Identification and Inventory
Organizations must identify every open source component used in their software, including dependencies and transitive packages, and compile a software bill of materials listing the origin and applicable license for each item.
License Review and Approval
Legal and engineering teams review the identified licenses, assess compatibility and restrictions (e.g., copyleft requirements), and approve or deny the inclusion of given components, documenting obligations that must be met upon release.
Obligations Fulfillment
Compliance means meeting the explicit requirements of each license: providing attribution, including license notices, distributing source code when necessary, and maintaining proper documentation and disclosures in product releases.
Continuous Monitoring and Auditing
Regular code reviews, audits, and automated scans are performed to track new or changed open source components, ensuring ongoing compliance and immediate mitigation of identified violations or risks.

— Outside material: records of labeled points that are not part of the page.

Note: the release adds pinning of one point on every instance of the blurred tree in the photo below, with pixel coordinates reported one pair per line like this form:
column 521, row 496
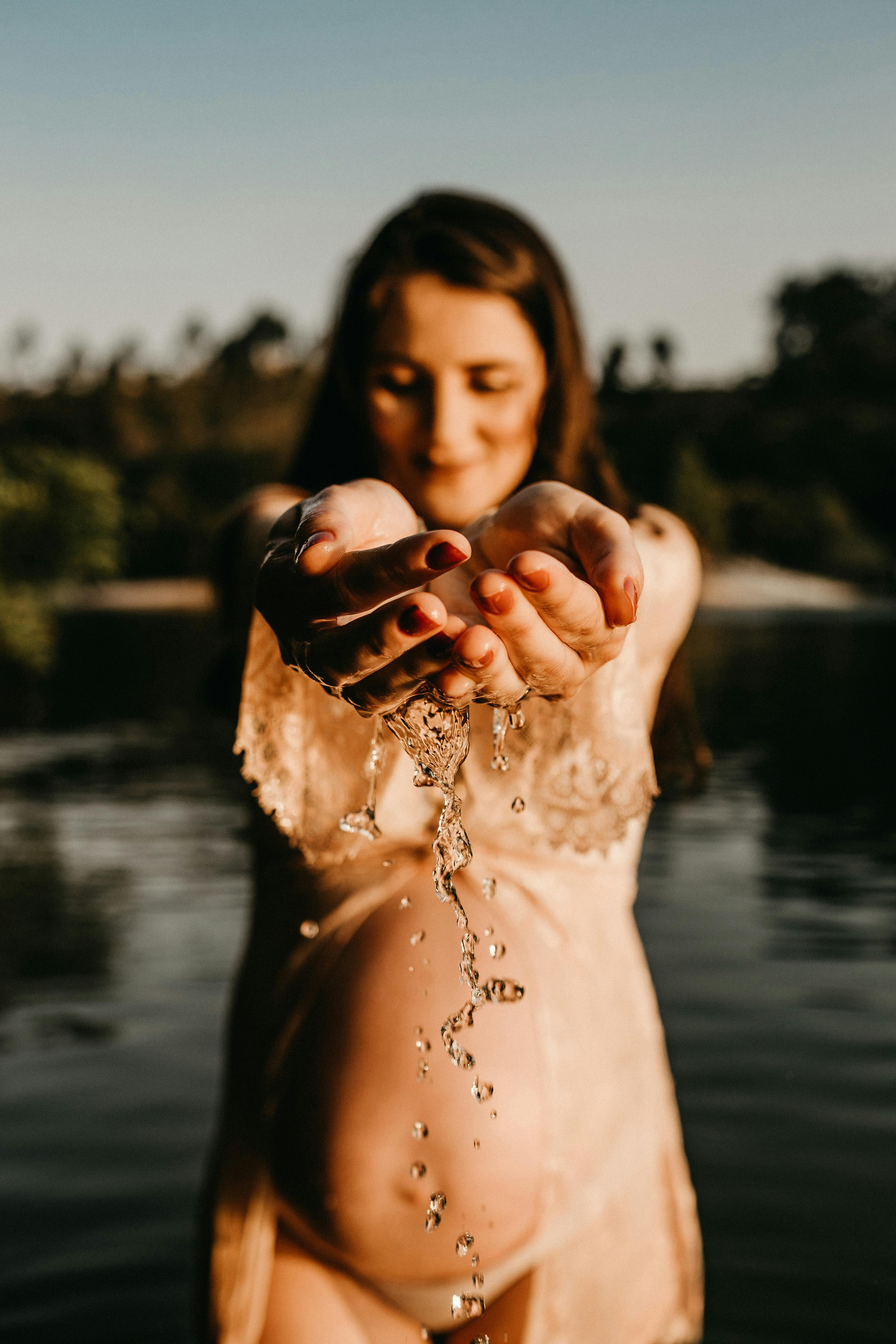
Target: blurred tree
column 23, row 342
column 663, row 351
column 61, row 519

Recordkeeping and Documentation
Organizations maintain detailed compliance records, including copies of licenses, proof of attribution, fulfillment measures, and audit trails to demonstrate compliance in case of legal inquiry or product release.
These core activities are often embedded in a formal compliance program and supported by automated tools—such as software composition analysis, license management platforms, and CI/CD integrations—to reduce manual errors and improve efficiency.